One of the first things evolution educators learn is that, when it comes to the evolution of the biological species on our planet, there is no pre-defined endpoint, no ladder that goes from low to high, humans are not the pinnacle of creation, and in all of these ways, evolution has no purpose. Evolution is merely the selection of heritable variation over time. This is all true and important in many respects, yet it abstracts out a deeper truth that may be obscuring important causal dynamics in evolutionary processes and may result in the seemingly endless public relations problem that evolution science appears to have within the public sphere (see Brem et al 2003).

Simply put, purpose evolves. Goal-directed behaviors and the cognitive processes that underpin them can be highly adaptive. Ever since ancient bacteria stumbled upon the capacity to move towards favorable or away from unfavorable environments, many organisms have evolved more and more elaborate capacities for goal-directed behavior. In our particular lineage as species capable of symbolic thought, we have evolved a still more elaborated capacity to develop and make explicit our goals, values, and sense of purpose in the world, allowing us to move towards imagined and distant futures. This much is uncontroversial at the level of scientific discourse, but if or how educators should engage students in general education classrooms on these points is less than clear.
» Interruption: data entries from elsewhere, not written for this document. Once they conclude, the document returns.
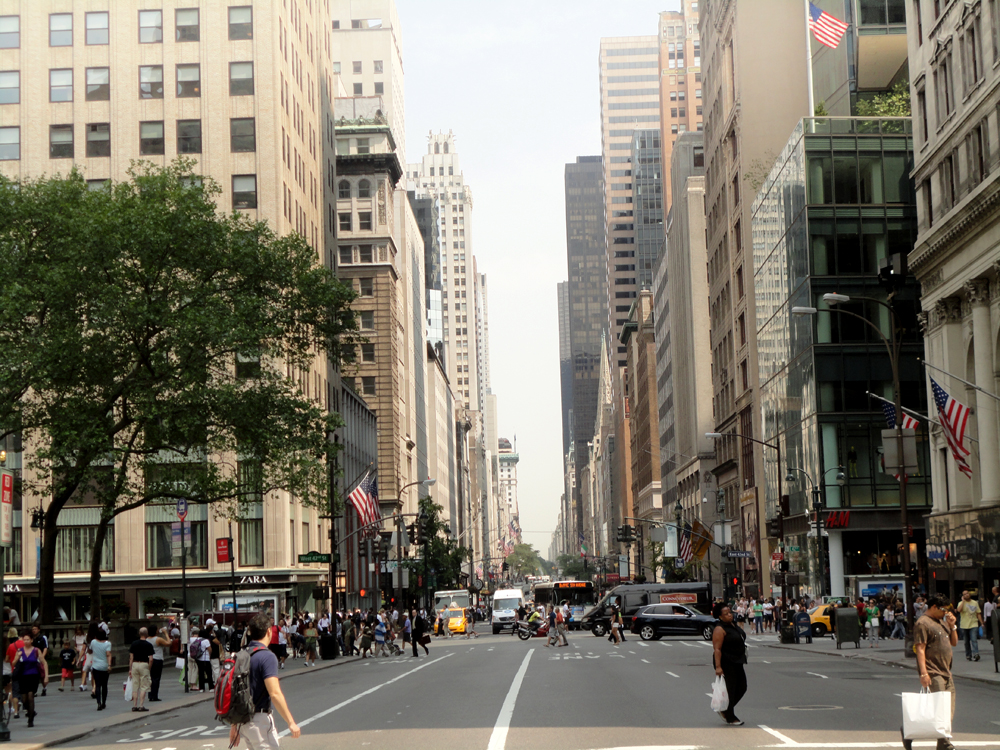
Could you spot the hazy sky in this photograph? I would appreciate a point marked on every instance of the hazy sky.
(517, 83)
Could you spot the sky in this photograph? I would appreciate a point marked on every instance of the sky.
(517, 83)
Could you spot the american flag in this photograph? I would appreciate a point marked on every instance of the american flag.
(364, 498)
(954, 418)
(909, 423)
(684, 544)
(827, 29)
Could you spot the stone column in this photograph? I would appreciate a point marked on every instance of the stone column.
(986, 406)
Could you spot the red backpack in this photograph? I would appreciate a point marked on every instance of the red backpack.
(233, 697)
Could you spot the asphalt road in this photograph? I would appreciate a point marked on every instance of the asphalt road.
(499, 692)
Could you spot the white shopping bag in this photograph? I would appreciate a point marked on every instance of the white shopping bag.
(720, 696)
(926, 715)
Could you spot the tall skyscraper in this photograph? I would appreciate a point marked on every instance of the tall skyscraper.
(586, 252)
(630, 99)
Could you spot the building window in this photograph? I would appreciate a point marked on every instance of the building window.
(151, 138)
(99, 139)
(10, 32)
(162, 553)
(243, 134)
(188, 80)
(97, 27)
(60, 141)
(98, 84)
(74, 547)
(150, 26)
(241, 22)
(61, 85)
(187, 25)
(241, 79)
(61, 30)
(10, 144)
(189, 136)
(151, 82)
(244, 191)
(10, 87)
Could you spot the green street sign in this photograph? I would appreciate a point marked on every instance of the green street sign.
(323, 557)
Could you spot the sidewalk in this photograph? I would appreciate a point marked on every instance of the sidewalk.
(891, 652)
(63, 717)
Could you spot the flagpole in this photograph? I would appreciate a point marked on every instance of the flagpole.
(812, 101)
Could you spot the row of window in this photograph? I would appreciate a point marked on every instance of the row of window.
(188, 77)
(152, 139)
(187, 27)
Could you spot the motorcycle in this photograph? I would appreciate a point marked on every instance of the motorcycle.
(537, 629)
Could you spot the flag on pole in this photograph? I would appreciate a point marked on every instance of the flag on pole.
(364, 498)
(954, 418)
(827, 29)
(909, 423)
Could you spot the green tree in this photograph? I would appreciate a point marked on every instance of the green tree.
(152, 348)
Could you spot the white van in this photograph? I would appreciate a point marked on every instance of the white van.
(505, 604)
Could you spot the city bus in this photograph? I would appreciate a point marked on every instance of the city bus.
(578, 594)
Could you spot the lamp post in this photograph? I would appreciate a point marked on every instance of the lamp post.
(776, 446)
(399, 538)
(892, 347)
(817, 507)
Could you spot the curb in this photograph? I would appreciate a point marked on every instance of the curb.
(183, 702)
(872, 658)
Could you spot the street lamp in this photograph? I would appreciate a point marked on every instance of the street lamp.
(892, 347)
(399, 538)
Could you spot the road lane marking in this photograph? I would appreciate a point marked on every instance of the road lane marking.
(498, 740)
(351, 700)
(775, 733)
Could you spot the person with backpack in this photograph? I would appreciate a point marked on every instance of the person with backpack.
(249, 691)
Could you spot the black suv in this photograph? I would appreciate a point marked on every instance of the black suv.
(657, 620)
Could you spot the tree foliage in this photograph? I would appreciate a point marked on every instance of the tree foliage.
(152, 348)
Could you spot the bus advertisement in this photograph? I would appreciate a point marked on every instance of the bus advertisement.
(579, 595)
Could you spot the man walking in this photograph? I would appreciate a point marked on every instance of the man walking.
(140, 664)
(971, 617)
(260, 732)
(934, 636)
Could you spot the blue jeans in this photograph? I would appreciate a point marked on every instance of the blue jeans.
(971, 637)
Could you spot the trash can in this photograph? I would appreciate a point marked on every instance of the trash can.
(328, 647)
(848, 627)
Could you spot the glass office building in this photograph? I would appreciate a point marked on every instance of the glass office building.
(836, 203)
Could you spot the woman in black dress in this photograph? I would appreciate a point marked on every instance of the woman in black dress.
(730, 654)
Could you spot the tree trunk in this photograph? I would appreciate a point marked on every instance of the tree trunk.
(95, 568)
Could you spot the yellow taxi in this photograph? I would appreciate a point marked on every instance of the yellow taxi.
(456, 620)
(819, 617)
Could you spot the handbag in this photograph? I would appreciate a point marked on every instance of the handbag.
(720, 695)
(926, 715)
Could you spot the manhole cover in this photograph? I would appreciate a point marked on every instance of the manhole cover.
(810, 708)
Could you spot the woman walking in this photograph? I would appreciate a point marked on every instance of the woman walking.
(730, 654)
(34, 669)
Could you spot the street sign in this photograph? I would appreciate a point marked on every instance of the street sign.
(323, 557)
(6, 509)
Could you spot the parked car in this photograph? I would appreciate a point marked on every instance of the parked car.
(657, 620)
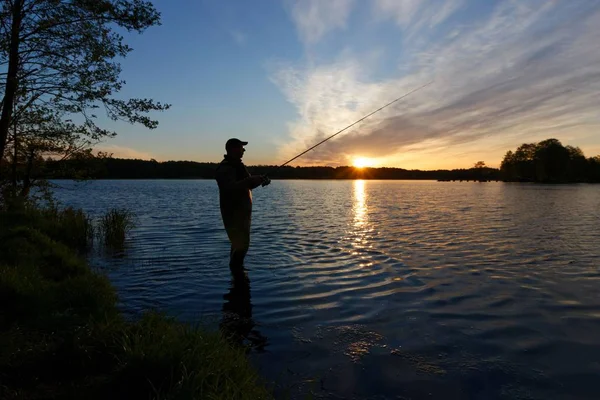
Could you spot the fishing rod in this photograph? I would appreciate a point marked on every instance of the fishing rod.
(351, 125)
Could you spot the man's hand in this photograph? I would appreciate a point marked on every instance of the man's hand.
(256, 180)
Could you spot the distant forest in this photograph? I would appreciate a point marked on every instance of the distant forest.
(116, 168)
(547, 161)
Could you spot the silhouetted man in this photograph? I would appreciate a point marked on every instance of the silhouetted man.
(235, 198)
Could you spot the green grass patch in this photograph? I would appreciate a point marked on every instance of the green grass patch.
(62, 336)
(114, 227)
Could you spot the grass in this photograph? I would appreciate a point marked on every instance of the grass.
(115, 225)
(62, 336)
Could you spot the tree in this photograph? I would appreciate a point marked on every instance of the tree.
(551, 161)
(59, 57)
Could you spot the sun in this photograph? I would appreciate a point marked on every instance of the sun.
(362, 162)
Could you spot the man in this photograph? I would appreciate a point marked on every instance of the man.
(235, 198)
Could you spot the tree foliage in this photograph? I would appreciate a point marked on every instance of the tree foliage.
(116, 168)
(550, 162)
(60, 69)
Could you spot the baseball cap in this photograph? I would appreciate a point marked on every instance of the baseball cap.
(233, 142)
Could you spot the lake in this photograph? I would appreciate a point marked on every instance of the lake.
(378, 289)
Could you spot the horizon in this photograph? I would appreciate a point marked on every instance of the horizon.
(284, 75)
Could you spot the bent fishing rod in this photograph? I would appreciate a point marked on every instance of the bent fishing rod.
(351, 125)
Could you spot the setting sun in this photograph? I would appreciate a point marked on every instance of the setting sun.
(362, 162)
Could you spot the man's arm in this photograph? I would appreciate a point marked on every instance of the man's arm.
(227, 180)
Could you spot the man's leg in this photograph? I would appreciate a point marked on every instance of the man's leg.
(239, 235)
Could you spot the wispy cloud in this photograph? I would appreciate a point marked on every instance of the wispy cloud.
(124, 152)
(527, 71)
(314, 18)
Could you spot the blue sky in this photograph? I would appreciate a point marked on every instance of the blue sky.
(284, 74)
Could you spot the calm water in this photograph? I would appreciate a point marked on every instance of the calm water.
(372, 289)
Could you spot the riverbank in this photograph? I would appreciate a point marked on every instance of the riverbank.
(62, 336)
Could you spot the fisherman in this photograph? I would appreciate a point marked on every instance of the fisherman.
(235, 198)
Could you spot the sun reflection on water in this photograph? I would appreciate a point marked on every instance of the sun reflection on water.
(360, 204)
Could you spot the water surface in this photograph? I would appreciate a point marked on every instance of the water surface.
(379, 289)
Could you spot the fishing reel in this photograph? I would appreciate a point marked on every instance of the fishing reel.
(266, 181)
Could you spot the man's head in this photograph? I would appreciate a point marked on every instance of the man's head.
(235, 148)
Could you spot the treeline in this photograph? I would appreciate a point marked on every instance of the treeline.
(117, 168)
(549, 162)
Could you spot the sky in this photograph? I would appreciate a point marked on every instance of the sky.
(285, 74)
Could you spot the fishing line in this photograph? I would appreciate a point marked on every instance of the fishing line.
(354, 123)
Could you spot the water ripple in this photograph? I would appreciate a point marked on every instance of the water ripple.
(381, 289)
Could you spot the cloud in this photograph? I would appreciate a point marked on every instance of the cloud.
(525, 71)
(239, 37)
(315, 18)
(124, 152)
(415, 15)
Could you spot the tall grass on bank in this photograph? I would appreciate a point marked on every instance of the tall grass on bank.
(62, 336)
(114, 226)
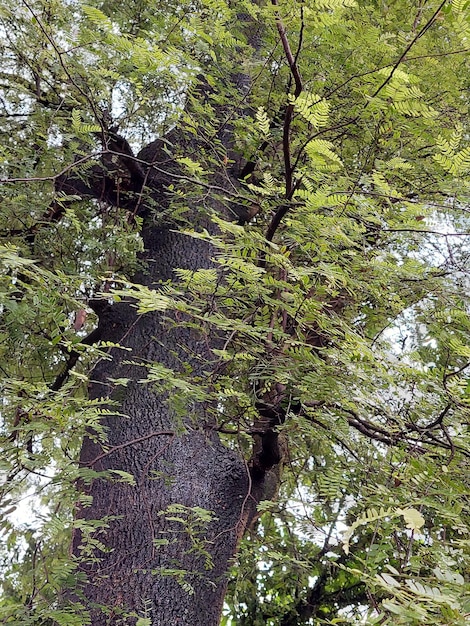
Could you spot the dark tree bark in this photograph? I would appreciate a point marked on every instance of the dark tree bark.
(174, 460)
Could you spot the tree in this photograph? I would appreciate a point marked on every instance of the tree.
(248, 220)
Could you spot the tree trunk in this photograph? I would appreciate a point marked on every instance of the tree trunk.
(146, 564)
(173, 461)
A concrete area of evolution education research and practice in which this point can be made clear is that of teleological reasoning. Teleology, from the Greek telos for "end", "purpose", or "goal”, is a perspective that organisms or traits exist by virtue of their function. Statements such as “birds exist to fly” are clearly not scientific causal explanations of how birds got here. For that reason, biology has been in a centuries-long pursuit to advance explanations free of teleological reasoning, instead focusing on antecedent causes - causal factors that precede the phenomena to be explained (see Corning 2014 for extended historical discussion).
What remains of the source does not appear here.